F1 LogisticRegression on the test set: 0.7579626394301842
F1 XGBoost on the test set: 0.7513116474291709
F1 LightGBM on the test set: 0.7751728790689829


## 4. Overall conclusion.
A dataset of 159292 rows was received for work. The data was prepared, the data type of the target feature was changed to save memory. The dataset was checked for missing values and duplicates, which were not found. Further data preparation, text cleaning and lemmatization were carried out before training the models. 

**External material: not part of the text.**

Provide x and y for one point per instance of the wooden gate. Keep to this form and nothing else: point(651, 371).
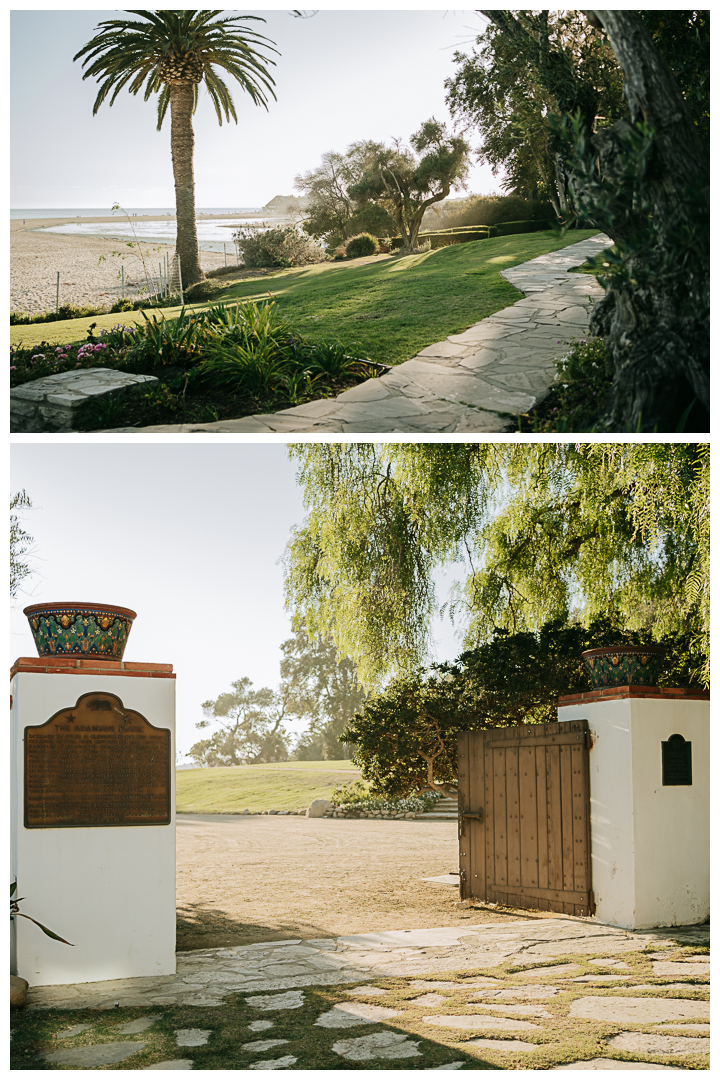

The dataset was divided into samples, and a function with hyperparameter selection was written to automate the calculation of metrics for the used models. As a result of testing the selected models, only LightGBM meets the customer's requirements, its F1 metric exceeds the acceptable threshold of 0.75 and is 0.776. This result was obtained based on the use of RandomizedSearchCV - a hyperparameter selection tool. 

When selecting hyperparameters using GridSearchCV, higher accuracy values can be achieved for the considered models, but unfortunately this will lead to an increase in the training time, which is already 33 minutes on average.